Interactions between Policy as Code and Artificial Intelligence
Three things to consider when looking at your security architecture
The security model around AI Agents and their interactions with humans can be tricky. In our interactions with customers, we currently see three consistent concerns that deserve further investigation:
- Generating Policy logic from natural language 
- Implementing AI Governance Policy 
- How policy interacts with the Model Context Protocol 
Note: Click this link if you’d like to learn more about the Model Context Protocol
Target Audience
The target audience for this essay consists of two related groups:
- People who wish to use agents to generate their policy logic 
- People who want to build policy-based Access Control infrastructure to “constrain” agents under their responsibility 
If either of these concepts seems interesting to you, please read on.

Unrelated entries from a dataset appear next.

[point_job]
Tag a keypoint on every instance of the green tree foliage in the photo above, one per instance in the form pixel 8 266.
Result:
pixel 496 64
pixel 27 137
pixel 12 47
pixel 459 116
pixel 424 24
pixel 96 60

Generating Policy Logic from Natural Language
One of the visions of AI is the elimination of ‘routine’ coding tasks, replacing them with agent-generated logic. The failure cases of this approach are well-documented, but even so, it is clear that in many languages, agents can create viable prototype implementations. The key to success here is the volume of existing code - mining the entire public codeset of GitHub as a source of examples to use for agent-based extrapolation.
For Policy as Code, this may be difficult, for a couple of reasons:
- Access Control is in the security domain, and security is some of the most ‘mission critical’ code for an enterprise, and agents continue to be notorious for making subtle mistakes during code generation. 
- The two primary languages of Policy as Code - XACML and Rego, both have relatively miniscule representation in the public codebases, which make it difficult for agents to use as a guide 
Over time, this second limitation will fall away as Policy-Based Access Control (PBAC) becomes more established in the enterprise. One technique that can be of assistance here is Retrieval-Augmented Generation (RAG), which can add libraries of policy logic into the AI Agent’s knowledge base. The first issue can’t easily be avoided, but there are some ways to take advantage of agents, if you lay the proper groundwork ahead of time:
- Have one or more security-minded humans design the API for the PBAC logic. - Identify the namespaces, the capabilities and templates of the payloads that will be sent back and forth 
 
- Implement a comprehensive set of unit tests against this API to verify security compliance. - One tool that can help here is the open-source Raygun, which abstracts away some of the tedium involved in policy test generation 
 
- Provide documentation for the API, and the unit tests to the agent, and it should do a reasonable job of implementing policy logic that satisfies the requirements 
Note: While you do not have to have unit tests for every possible edge case, the more you have, the better.
Once you have the generated policy logic, you can use the testing infrastructure to verify the correctness of the policy logic, and either have it regenerated by the agent, or fix it by hand.
Implementing AI Governance Policy
Another key concern with enterprise-grade AI is ensuring that the agents are prevented from “going rogue”. For example:
- Accessing forbidden websites/APIs/services - or accessing services that are outside of the appropriate scope 
 
- Accessing services with deceptive credentials (misrepresenting the source of the request) 
Luckily, this is an excellent use case for Policy as Code.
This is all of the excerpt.